Municipal bond and note sales are expected to slide to $353.5 billion from $373.8 billion that’s predicted this year, the survey to be released Thursday found.
The survey of securities firms found that pressures caused by unfunded pension obligations are expected to be the most influential factor affecting the muni market next year.
Survey participants expect about 30 issuers to default in 2019 for a par value of $2.75 billion, defining default as either a bankruptcy filing or a missed payment of interest or principal.
The participants in last year’s survey gave the top ranking to pending congressional tax legislation which threatened to terminate private activity bonds and advance refundings.
The final tax bill didn't terminate PABs but did phase out advance refundings on Jan. 1, which led to a 17.5% plunge in long term issuance this year through November, according to Thomson Reuters data.
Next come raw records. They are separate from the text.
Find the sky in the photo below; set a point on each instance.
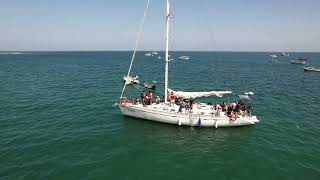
(198, 25)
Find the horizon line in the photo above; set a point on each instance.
(155, 50)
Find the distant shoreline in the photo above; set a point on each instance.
(52, 51)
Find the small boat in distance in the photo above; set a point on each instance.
(273, 58)
(184, 57)
(285, 53)
(151, 86)
(299, 61)
(148, 54)
(310, 69)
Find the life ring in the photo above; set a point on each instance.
(123, 104)
(233, 117)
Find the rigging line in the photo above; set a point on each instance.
(137, 43)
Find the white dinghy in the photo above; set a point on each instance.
(187, 113)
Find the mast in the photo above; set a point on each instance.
(167, 53)
(137, 43)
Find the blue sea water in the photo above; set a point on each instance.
(57, 119)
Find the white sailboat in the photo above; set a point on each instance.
(198, 114)
(184, 57)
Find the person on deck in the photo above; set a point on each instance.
(158, 100)
(172, 99)
(150, 97)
Unfunded pension obligations, a chronic problem, ranked second-most influential in last year’s SIFMA survey.
Participants ranked broad-based deterioration of credit as the second most important influence on the muni market in 2019.
Long-term municipal issuance is expected to fall to $317 billion in 2019 from an expected $330.7 billion this year.
Short-term issuance is expected to decline to $36.5 billion in short-term notes next year compared to $43.0 billion in 2018.
Refundings are expected to account for 27% of long-term tax-exempt issuance in 2019, up from an expected 24% this year.
Taxable issuance is projected to remain unchanged at $25 billion in 2019 while long-term tax-exempt issuance to decline to $275 billion from $287.2 billion this year.
VRDO issuance is expected to decline to $5 billion in 2019, down from an expected $7.3 billion this year.
There were six participants in the survey, which was conducted between Nov. 19 and Dec. 17, representing a mix of large and regional firms.
Two of the participants predict education will account for 40% of 2019 issuance while a third one ranked it at 20%.
Firms were divided over which sector will be the top issuer in 2019 with one firm saying general purpose bonds will be 60% and another putting general purpose and education both in the top spot at 40%.
The other four firms said the top sector for 2019 would represent 60% of market issuance. They were split over whether it would be transportation, utilities, housing or public facilities.